Our study also identified a significant association between elevated TNFRSF9 levels and SS (OR 1.83, p = 0.04). But there is no previous study discovered TNFRSF9’s relation to SS. However, CD137 (4-1BB), a surface glycoprotein that belongs to TNFRSF9 has reported having relation to SS. This finding is particularly noteworthy because 4-1BB is a costimulatory receptor that has been shown to modulate T cell responses. A study on the NOD model of SS highlighted that activation of 4-1BB could impede the development of sialadenitis by modulating various immune cell types and their associated cytokines [54, 55]. Previous studies in MRL-Faslpr mice also demonstrated that the expression of costimulatory molecules GITRL and 4-1BBL in salivary glands was significantly correlated with the severity of autoimmune sialadenitis [55]. Our findings are in line with these observations and extend them by providing genetic evidence may implicating TNFRSF9 in the pathogenesis of SS.

Our study also discovered new cytokine related to SS. Axin-1 levels, MCP-2 levels and CDCP1 levels have been found having a significant positive correlation between the levels of the risk of SS, which is not reported in previous studies. This may suggest a diverse role of the cytokine in the onset and progression of SS. The novel findings may contribute to a more comprehensive understanding of the circulating inflammatory cytokine of SS and offer new potential biomarkers for the early diagnosis and prevention of SS.

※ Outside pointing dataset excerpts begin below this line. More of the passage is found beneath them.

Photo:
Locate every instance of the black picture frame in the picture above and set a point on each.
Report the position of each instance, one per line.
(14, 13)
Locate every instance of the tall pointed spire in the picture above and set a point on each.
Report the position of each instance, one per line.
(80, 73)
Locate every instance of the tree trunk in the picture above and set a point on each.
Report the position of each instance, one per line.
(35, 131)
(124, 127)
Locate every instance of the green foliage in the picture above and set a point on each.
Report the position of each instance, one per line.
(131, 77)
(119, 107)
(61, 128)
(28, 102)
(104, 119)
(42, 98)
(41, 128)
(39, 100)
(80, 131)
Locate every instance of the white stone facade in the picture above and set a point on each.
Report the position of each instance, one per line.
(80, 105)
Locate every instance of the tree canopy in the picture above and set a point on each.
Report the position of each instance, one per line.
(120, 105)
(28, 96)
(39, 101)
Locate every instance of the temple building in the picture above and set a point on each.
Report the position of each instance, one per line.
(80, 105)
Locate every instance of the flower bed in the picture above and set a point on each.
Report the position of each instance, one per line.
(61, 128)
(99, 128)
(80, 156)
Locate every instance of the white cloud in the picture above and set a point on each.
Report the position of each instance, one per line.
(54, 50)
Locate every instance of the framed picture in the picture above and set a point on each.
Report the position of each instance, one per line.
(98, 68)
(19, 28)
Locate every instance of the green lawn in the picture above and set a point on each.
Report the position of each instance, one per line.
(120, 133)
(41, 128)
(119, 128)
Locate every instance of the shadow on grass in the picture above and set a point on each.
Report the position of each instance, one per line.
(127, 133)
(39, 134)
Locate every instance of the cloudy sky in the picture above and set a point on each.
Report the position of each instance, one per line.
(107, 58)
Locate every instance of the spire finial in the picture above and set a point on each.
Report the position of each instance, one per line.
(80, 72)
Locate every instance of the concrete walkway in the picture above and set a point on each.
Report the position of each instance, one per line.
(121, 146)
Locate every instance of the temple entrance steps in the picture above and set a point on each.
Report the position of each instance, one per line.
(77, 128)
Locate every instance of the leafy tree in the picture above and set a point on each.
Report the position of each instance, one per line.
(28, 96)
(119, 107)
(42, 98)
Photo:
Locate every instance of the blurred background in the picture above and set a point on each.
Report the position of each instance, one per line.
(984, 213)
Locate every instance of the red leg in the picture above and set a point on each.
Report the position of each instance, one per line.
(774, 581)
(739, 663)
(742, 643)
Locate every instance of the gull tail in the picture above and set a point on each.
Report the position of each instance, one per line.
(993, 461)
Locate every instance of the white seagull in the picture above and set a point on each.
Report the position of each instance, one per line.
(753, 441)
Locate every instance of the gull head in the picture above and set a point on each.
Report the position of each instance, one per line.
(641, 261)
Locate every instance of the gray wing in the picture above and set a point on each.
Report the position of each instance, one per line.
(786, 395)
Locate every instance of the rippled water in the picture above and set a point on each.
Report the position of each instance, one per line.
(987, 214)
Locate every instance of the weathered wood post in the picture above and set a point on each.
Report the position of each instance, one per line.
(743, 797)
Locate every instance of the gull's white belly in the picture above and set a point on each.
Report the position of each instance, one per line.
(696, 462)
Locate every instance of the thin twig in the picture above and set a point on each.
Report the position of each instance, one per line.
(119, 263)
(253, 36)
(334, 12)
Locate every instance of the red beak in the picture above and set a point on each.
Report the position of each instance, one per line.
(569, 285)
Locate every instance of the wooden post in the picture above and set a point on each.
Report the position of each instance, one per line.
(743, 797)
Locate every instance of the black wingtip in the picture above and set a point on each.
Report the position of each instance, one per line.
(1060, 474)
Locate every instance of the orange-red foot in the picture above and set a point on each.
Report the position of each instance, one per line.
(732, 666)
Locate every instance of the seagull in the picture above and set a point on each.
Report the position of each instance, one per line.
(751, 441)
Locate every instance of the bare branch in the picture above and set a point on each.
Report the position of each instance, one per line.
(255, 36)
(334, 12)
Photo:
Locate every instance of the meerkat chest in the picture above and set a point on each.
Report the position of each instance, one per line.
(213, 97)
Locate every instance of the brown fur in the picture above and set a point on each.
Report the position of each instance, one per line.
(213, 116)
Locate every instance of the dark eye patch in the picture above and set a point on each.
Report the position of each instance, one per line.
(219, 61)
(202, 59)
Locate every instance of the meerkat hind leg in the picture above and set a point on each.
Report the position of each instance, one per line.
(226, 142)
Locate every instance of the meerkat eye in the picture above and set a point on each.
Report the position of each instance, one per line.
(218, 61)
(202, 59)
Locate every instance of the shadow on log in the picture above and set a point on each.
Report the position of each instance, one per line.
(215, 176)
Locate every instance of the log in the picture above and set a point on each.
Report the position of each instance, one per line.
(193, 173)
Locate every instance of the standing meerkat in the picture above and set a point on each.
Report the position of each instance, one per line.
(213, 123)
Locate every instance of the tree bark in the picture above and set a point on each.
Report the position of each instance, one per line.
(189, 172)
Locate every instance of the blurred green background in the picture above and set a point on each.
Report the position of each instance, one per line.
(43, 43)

Several limitations exist within this study. Firstly, the exposure of interest at the genome-wide level had a restricted number of SNPs. This was addressed by applying slightly relaxed thresholds for the MR analysis, mirroring practices in previous research. Nonetheless, with F-statistic values for the chosen SNPs surpassing 10, the robustness of our IVs is indicated. Secondly, our MR analysis exclusively utilized GWAS data from European ancestry individuals, limiting ethnic variability. Consequently, the applicability of these findings to diverse populations necessitates further investigation and validation. Thirdly, the number of cytokines included in this study is limited. Prior genomic studies have identified associations in SS with molecules of the human leukocyte antigen complex and with transcription factors related to the IFN signature [56,57,58]. Therefore, analysis about broader array of cytokines is needed in the future. Fourthly, the SS data utilized in this study encompass both primary and secondary SS. Material from primary SS or secondary SS may influence genomic and proteomic analysis. Carballeda J et al.’s study reported primary SS patients exhibited a greater number of CD4(+)/IL-17 A(+) and IL-19(+) T cells but a lower percentage of IL-24(+) cells (P < 0.05) than secondary SS [59]. Subsequent analyses that categorize SS into these subtypes may uncover distinct impacts of cytokines on primary versus secondary SS. Fifthly, the MR estimation’s precision is inherently tied to sample size, emphasizing the need to augment the sample size for result validation. While MR analysis sheds light on disease etiology, it’s imperative to corroborate our findings through rigorous RCTs and foundational research before clinical integration.

Conclusion

our study, conducted through MR, identified various inflammatory cytokines associated with SS risk, validating some previous research results and offering some new potential biomarkers for SS. However, these findings necessitate further research for validation and exploration of their precise role in the onset and progression of SS.